I've been trying to purchase plants that are fairly low tech and don't require much in the way of CO2 injection. I think my problem now is that my water is a bit hard at a ph of 8. I don't use RO water, that might be an option in the future but not right now. I have some various cryps that are doing ok at best. I've tried some rosette plants that are also doing so so. I also have some java ferns which are attached to my 2 large pieces of driftwood. I'm also learning to combat my algae problem which I think I'm starting to figure out. 

I'll get to my point now! What I am hoping to find out from you guys is a list of plants that will do well in hard water. I've just been kind of picking and choosing to find plants that will actually thrive with my setup then I can actually buy a lot of them to get my tank planted as it should be.

Any help is appreciated! :flick:


----------



## EdTheEdge (Jan 25, 2007)

Welcome aboard!

Hard water easy to grow plants? Hmmm first one that comes to mind is Vals. They love hard water. Amazon swords do pretty well in hard water also. But they get BIG FAST. Too big and fast for my liking.

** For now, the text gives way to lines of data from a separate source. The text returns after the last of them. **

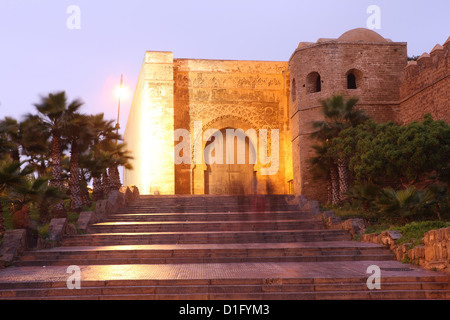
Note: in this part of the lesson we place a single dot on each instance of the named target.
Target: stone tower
(359, 63)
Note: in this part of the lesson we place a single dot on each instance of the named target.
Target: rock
(14, 244)
(71, 229)
(128, 194)
(135, 191)
(57, 229)
(21, 219)
(354, 226)
(100, 210)
(85, 219)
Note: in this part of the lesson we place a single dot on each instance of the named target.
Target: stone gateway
(205, 98)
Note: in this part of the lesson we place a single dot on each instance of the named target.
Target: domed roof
(361, 35)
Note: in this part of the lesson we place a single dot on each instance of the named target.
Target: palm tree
(19, 187)
(119, 157)
(55, 113)
(35, 143)
(9, 130)
(102, 130)
(339, 114)
(323, 165)
(78, 135)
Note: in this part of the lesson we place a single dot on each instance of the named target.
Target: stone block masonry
(178, 93)
(426, 86)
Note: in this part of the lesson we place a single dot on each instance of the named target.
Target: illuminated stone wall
(150, 127)
(177, 93)
(377, 65)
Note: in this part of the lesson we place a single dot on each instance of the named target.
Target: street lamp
(120, 93)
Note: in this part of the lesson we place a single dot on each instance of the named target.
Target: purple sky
(39, 54)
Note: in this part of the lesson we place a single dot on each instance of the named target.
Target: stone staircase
(215, 247)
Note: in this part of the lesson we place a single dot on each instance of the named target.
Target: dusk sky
(40, 54)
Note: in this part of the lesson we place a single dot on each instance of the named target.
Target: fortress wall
(378, 68)
(237, 94)
(426, 87)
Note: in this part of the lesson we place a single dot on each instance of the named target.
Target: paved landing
(334, 270)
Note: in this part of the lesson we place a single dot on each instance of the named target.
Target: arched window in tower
(294, 90)
(351, 81)
(318, 84)
(313, 82)
(354, 79)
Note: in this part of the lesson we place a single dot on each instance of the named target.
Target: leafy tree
(55, 113)
(339, 113)
(10, 135)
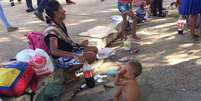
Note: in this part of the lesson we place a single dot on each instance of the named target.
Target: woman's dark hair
(50, 8)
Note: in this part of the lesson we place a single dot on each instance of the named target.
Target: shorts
(123, 8)
(67, 62)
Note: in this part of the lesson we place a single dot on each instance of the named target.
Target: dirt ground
(171, 62)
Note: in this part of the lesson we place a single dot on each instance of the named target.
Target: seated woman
(67, 54)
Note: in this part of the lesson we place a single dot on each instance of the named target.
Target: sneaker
(11, 29)
(39, 16)
(30, 10)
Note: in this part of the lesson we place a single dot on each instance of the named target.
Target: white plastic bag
(25, 55)
(41, 61)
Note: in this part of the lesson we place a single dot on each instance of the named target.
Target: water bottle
(88, 75)
(127, 43)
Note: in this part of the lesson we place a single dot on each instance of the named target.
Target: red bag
(19, 85)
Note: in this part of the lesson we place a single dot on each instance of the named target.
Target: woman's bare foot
(11, 29)
(136, 38)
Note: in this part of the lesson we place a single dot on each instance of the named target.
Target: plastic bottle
(88, 75)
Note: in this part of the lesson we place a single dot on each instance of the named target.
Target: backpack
(36, 40)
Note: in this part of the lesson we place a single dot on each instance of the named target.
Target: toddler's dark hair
(137, 66)
(50, 8)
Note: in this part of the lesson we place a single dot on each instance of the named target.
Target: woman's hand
(81, 59)
(85, 43)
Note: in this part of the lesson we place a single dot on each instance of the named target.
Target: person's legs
(38, 2)
(200, 23)
(154, 7)
(29, 6)
(160, 7)
(134, 24)
(12, 2)
(3, 18)
(42, 5)
(40, 9)
(192, 26)
(5, 21)
(124, 25)
(69, 2)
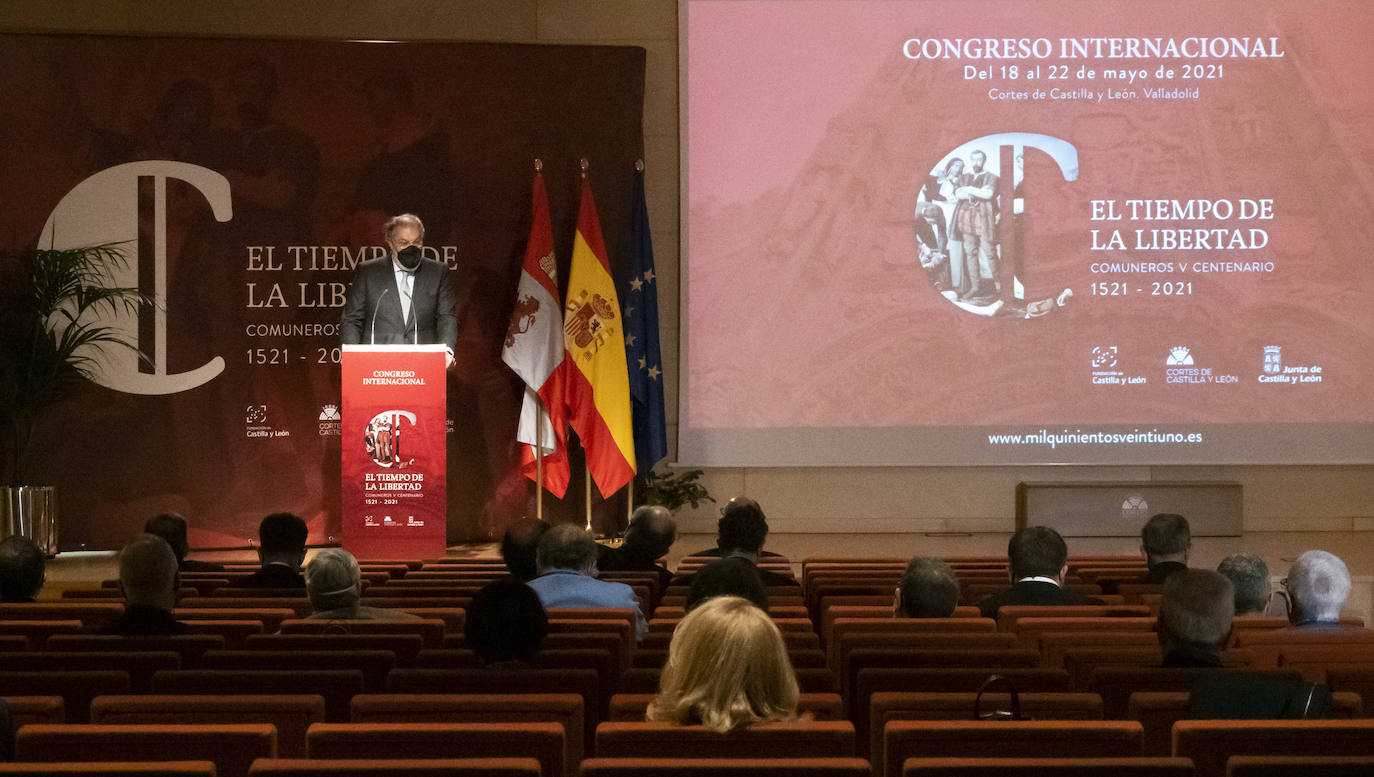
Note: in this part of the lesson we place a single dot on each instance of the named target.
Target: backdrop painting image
(243, 190)
(1025, 232)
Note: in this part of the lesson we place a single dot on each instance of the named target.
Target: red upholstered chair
(1158, 711)
(140, 665)
(231, 747)
(25, 710)
(1305, 766)
(374, 665)
(922, 706)
(116, 769)
(1211, 743)
(291, 714)
(1006, 739)
(76, 688)
(190, 647)
(562, 709)
(1047, 768)
(726, 768)
(396, 768)
(429, 629)
(543, 741)
(797, 739)
(335, 685)
(631, 707)
(1116, 684)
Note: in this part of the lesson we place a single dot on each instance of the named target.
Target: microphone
(373, 327)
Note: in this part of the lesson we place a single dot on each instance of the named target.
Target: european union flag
(639, 302)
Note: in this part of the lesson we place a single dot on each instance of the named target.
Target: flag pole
(588, 470)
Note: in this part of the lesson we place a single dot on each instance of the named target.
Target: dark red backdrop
(355, 131)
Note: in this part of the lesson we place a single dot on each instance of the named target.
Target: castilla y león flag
(535, 350)
(594, 334)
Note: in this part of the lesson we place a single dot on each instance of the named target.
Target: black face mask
(410, 257)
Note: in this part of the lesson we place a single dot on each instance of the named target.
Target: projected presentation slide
(1010, 232)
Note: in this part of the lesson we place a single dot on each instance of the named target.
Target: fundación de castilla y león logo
(105, 209)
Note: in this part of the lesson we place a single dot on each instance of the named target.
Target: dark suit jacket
(374, 295)
(274, 575)
(1028, 592)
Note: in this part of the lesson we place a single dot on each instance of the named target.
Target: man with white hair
(334, 584)
(1318, 585)
(149, 580)
(566, 560)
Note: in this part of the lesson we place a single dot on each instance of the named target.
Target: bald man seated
(149, 580)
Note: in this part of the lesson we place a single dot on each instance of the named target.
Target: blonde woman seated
(727, 667)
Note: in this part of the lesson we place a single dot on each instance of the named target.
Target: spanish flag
(594, 335)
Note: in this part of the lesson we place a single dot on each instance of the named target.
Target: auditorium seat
(796, 739)
(76, 688)
(429, 629)
(1116, 684)
(374, 665)
(231, 747)
(562, 709)
(1209, 743)
(543, 741)
(395, 768)
(629, 707)
(290, 714)
(1299, 765)
(726, 768)
(1158, 711)
(140, 665)
(885, 707)
(110, 769)
(488, 681)
(190, 647)
(335, 685)
(406, 647)
(1006, 739)
(1047, 768)
(25, 710)
(37, 632)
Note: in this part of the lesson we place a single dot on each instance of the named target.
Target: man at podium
(401, 298)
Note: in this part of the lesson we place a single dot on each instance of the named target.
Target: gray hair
(331, 580)
(1319, 585)
(149, 573)
(566, 547)
(1251, 577)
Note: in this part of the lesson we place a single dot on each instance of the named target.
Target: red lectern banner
(393, 460)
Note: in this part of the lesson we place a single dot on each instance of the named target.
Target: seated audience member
(334, 584)
(1196, 612)
(149, 581)
(568, 575)
(282, 551)
(172, 527)
(520, 547)
(1318, 586)
(22, 570)
(928, 589)
(756, 514)
(1251, 577)
(727, 667)
(506, 623)
(1165, 541)
(741, 533)
(650, 534)
(727, 577)
(1039, 560)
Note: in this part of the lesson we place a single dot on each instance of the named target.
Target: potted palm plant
(51, 331)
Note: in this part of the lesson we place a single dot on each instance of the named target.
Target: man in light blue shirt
(566, 560)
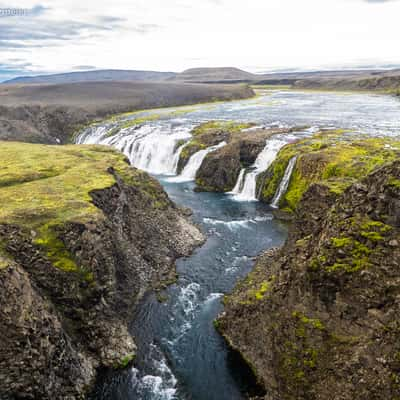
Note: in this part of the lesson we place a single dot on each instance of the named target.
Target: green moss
(42, 188)
(395, 183)
(5, 258)
(311, 322)
(125, 362)
(332, 158)
(219, 126)
(262, 290)
(341, 242)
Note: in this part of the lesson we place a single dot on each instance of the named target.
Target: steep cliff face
(319, 319)
(220, 169)
(82, 237)
(209, 134)
(335, 159)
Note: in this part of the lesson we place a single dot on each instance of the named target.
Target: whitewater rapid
(245, 188)
(284, 184)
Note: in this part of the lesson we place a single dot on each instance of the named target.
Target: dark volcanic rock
(65, 308)
(51, 113)
(320, 318)
(220, 169)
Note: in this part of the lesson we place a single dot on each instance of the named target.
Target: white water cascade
(283, 186)
(189, 172)
(239, 182)
(152, 148)
(246, 184)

But that aside I have had luck with most plants that I have tried and I have quite hard water here in Hell-A. But you know what? That's the best part of this hobby.... experimentation. Try some plants that you like. They just might take.

Best of luck!


----------



## lauraleellbp (Feb 3, 2008)

Welcome to TPT! 

x2 on Swords and Vals. And there are lots of varieties of both of those, so lots of choices there.

Anubias, Najas guadalupensis (guppy grass), Hygros, Bacopa caroliniana, giganta, and colorata, Hydrocoytle leucocephala (Pennywort), Rotalas, Ludwigias are all some plants to try. Floating plants too, like Salvinia, Pistia, Red root floater...


----------